SA: What is required for these systems to make use of our content? Why is it that our current content doesn’t work? What needs to change, and how do we do it?

AV: Adding structured data simplifies the life of crawlers and fact-checking bots. The vast majority of the content being created today is unstructured and this creates several issues, especially when machine learning is applied at scale to this content. We need to curate our content, the entities (the “things”) that we care the most about, and the semantic layer that connects both. This is needed to improve the findability of our content and to prepare for a new generation of conversational apps. Chatbots, after all, really are the new websites. Enriched intelligent content (modular, structured, format-free, and semantic) is easy to find. It’s also easy for personal digital assistants and smart agents to organize, process, and repurpose.
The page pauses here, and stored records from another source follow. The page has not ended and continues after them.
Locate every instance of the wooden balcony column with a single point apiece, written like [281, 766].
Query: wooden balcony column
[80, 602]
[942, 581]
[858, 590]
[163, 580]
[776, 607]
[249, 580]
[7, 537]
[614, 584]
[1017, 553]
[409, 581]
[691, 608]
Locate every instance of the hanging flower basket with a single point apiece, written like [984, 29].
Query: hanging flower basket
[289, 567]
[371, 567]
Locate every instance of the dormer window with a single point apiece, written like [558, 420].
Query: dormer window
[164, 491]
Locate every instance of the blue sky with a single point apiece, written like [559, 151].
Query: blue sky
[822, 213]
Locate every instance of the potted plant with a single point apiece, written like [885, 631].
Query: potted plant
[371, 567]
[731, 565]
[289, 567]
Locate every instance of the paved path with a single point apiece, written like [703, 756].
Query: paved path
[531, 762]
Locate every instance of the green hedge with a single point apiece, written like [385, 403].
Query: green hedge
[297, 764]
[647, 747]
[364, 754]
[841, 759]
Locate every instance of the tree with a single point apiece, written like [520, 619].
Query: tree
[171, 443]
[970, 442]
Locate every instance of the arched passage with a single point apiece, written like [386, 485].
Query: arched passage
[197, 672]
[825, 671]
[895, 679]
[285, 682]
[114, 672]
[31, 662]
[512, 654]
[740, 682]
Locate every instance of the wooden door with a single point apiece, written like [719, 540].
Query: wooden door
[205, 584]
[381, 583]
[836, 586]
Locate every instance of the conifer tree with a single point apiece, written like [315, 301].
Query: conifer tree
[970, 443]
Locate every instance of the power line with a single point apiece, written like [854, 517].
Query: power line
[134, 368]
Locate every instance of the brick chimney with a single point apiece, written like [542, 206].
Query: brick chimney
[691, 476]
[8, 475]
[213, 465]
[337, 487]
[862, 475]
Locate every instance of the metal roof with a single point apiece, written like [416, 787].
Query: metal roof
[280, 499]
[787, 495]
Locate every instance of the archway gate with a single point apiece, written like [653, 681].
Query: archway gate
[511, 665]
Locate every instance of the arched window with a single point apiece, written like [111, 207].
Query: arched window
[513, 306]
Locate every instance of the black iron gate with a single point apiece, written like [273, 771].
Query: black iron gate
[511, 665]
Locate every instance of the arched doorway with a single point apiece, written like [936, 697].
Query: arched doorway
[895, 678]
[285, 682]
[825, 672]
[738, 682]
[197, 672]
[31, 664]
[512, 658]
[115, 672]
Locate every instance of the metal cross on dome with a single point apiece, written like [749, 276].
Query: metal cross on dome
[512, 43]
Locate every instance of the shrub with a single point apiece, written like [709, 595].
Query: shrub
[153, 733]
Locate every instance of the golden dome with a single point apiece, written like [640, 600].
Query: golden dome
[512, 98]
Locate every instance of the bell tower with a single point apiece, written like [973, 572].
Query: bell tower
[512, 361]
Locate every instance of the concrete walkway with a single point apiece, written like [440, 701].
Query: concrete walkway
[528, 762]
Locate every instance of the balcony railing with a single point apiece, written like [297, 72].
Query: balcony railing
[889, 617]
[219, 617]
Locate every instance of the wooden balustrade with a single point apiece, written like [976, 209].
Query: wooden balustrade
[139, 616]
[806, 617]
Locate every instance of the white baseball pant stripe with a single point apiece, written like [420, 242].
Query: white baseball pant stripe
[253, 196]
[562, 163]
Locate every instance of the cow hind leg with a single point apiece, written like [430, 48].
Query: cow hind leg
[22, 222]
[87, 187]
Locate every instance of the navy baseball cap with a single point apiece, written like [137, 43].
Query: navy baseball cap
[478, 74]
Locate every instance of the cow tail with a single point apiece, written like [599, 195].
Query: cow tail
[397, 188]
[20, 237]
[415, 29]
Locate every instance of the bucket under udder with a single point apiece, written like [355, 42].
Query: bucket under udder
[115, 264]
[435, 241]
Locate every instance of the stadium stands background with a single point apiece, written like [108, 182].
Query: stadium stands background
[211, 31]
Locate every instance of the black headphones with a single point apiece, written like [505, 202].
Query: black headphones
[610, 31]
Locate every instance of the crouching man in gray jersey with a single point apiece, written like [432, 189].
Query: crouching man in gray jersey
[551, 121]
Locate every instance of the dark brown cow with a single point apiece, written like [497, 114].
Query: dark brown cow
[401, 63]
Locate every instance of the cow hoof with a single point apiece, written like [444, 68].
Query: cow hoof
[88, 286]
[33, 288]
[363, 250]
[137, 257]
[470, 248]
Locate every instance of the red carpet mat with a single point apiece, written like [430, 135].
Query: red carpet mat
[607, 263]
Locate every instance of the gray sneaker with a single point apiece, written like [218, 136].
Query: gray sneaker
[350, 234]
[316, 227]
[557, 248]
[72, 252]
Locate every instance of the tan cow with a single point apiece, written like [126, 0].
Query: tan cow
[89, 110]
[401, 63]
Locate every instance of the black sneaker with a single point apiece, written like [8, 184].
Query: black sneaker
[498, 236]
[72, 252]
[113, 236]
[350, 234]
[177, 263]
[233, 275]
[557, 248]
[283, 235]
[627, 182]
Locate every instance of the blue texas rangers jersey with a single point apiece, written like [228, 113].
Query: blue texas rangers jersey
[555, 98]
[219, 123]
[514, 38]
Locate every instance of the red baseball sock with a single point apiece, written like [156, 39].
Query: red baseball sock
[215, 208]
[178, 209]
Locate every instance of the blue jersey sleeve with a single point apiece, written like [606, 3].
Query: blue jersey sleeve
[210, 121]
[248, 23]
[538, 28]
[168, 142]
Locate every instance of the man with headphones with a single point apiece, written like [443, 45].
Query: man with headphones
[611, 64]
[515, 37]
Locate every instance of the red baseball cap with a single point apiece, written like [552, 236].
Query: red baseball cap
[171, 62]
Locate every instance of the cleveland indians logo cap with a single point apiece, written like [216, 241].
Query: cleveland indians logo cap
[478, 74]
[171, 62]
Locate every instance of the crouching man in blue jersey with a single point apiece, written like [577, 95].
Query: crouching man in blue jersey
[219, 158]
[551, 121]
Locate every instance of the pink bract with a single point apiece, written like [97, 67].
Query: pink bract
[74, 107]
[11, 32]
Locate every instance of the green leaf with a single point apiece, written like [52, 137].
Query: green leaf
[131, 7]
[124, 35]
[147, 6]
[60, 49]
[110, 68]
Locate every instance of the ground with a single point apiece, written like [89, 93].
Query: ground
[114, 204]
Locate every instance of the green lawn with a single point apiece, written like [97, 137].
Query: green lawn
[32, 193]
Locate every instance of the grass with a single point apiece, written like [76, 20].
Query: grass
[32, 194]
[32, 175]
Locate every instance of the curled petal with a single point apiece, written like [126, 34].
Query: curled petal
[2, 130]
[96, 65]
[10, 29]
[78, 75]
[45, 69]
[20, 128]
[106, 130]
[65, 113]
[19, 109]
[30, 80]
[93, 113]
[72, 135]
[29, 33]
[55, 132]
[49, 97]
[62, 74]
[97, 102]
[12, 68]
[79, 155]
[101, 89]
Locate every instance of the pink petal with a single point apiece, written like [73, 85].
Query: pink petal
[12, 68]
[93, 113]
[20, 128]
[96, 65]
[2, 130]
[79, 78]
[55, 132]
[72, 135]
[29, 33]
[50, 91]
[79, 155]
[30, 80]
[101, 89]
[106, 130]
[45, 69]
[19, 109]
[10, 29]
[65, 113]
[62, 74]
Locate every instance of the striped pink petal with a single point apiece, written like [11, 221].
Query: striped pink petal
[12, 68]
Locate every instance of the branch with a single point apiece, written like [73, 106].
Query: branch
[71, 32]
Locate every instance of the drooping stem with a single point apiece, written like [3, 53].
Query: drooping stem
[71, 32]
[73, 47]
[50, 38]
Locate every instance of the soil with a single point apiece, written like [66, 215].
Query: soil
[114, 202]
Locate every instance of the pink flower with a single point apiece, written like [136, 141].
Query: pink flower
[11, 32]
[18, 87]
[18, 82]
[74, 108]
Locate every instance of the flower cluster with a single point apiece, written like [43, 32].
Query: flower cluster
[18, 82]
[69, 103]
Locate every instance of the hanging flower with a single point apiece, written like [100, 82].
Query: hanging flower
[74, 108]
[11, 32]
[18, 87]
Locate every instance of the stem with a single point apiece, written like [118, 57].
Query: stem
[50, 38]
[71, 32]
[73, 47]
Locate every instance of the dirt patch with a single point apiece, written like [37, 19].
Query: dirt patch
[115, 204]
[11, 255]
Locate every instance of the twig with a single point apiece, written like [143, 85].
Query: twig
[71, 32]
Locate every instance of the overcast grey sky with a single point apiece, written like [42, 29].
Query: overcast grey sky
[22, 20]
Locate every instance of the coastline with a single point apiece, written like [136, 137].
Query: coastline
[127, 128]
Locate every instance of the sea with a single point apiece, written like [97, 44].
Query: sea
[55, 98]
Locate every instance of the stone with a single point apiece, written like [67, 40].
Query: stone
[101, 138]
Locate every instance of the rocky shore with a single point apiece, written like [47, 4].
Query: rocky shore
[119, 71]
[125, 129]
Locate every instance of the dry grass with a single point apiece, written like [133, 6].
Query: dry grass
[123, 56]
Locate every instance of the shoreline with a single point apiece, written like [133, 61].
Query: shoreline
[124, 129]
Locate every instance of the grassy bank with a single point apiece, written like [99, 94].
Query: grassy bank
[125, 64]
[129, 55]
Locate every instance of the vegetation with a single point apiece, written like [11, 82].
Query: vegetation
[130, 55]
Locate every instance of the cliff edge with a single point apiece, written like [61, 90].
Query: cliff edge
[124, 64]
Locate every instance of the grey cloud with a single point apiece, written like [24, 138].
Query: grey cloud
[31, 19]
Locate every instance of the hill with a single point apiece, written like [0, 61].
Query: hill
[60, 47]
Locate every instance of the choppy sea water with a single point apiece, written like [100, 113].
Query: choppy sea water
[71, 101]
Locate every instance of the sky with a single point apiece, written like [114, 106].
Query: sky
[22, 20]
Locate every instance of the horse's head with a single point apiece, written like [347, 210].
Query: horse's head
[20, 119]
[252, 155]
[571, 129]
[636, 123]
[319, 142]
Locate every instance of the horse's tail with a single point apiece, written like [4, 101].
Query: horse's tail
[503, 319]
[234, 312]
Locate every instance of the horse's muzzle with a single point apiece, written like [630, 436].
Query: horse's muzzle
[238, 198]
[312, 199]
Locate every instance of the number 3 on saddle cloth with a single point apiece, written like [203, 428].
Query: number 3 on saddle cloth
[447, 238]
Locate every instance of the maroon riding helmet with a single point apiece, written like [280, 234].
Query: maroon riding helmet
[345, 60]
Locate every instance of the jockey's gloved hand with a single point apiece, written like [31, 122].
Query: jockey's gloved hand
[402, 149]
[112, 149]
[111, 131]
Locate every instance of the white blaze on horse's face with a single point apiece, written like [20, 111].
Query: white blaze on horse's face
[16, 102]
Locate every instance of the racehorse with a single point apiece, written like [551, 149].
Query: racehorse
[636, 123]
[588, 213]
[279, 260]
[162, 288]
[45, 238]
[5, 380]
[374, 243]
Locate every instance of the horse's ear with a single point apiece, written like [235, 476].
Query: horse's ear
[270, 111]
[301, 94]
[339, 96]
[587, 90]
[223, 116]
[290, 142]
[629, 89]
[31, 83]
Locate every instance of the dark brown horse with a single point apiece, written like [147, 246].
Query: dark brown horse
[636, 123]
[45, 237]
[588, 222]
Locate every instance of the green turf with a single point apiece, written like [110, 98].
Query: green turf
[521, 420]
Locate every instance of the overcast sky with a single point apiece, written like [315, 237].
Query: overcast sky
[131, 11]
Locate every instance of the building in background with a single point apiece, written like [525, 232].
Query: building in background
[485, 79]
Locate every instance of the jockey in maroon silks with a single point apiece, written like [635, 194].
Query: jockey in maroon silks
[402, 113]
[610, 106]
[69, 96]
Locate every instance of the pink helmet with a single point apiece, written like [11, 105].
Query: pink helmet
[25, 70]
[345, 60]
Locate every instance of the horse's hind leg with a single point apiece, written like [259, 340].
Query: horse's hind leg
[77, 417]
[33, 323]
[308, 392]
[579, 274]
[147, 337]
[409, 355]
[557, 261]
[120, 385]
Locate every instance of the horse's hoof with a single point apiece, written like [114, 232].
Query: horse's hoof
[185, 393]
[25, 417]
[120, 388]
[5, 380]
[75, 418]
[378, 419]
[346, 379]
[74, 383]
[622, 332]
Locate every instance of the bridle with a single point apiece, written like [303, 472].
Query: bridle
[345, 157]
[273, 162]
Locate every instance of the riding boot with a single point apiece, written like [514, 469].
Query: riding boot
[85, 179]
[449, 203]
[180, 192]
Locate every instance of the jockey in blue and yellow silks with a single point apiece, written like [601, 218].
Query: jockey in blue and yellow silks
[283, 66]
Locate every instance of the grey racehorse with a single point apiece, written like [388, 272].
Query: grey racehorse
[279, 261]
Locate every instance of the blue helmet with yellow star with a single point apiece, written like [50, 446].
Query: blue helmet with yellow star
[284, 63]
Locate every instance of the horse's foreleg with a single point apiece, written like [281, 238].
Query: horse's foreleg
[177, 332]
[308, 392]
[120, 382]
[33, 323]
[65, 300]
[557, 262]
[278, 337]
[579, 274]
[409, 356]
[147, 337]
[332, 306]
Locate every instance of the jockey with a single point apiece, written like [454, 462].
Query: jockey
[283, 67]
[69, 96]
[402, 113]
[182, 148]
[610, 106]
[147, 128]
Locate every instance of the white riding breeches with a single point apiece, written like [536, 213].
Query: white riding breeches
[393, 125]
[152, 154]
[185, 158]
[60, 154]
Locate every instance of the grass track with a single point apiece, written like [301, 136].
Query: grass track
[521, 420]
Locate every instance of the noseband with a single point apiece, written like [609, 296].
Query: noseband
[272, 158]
SA: My crystal ball is cracked; otherwise I might be able to see the future more clearly than I do now. What do you consider to be the future of content? What is driving these changes and what can technical communicators do to prepare themselves for the changes that are coming their way?

AV: I do agree with you that we cannot predict the future. In a way, the future is now. There are emerging forces in the content industry that will shape our future. As a technical communicator, I would look at the intersection between structured data and machine learning (this is an extremely promising field for the content industry and WordLift is really riding this wave) and blockchain-based media platforms. Projects like Steemit are based on a cryptocurrency that is used to reward content creators and users, and this is going to be a significant paradigm shift.

SA: Thanks for making time to share your insights and experiences with our readers. I appreciate your willingness to share what you know. I know our readers do, too.

AV: Thanks, Scott, it’s a great pleasure for me to have the opportunity to talk about WordLift, our work on semantic technologies, and how the Web is getting smarter every day.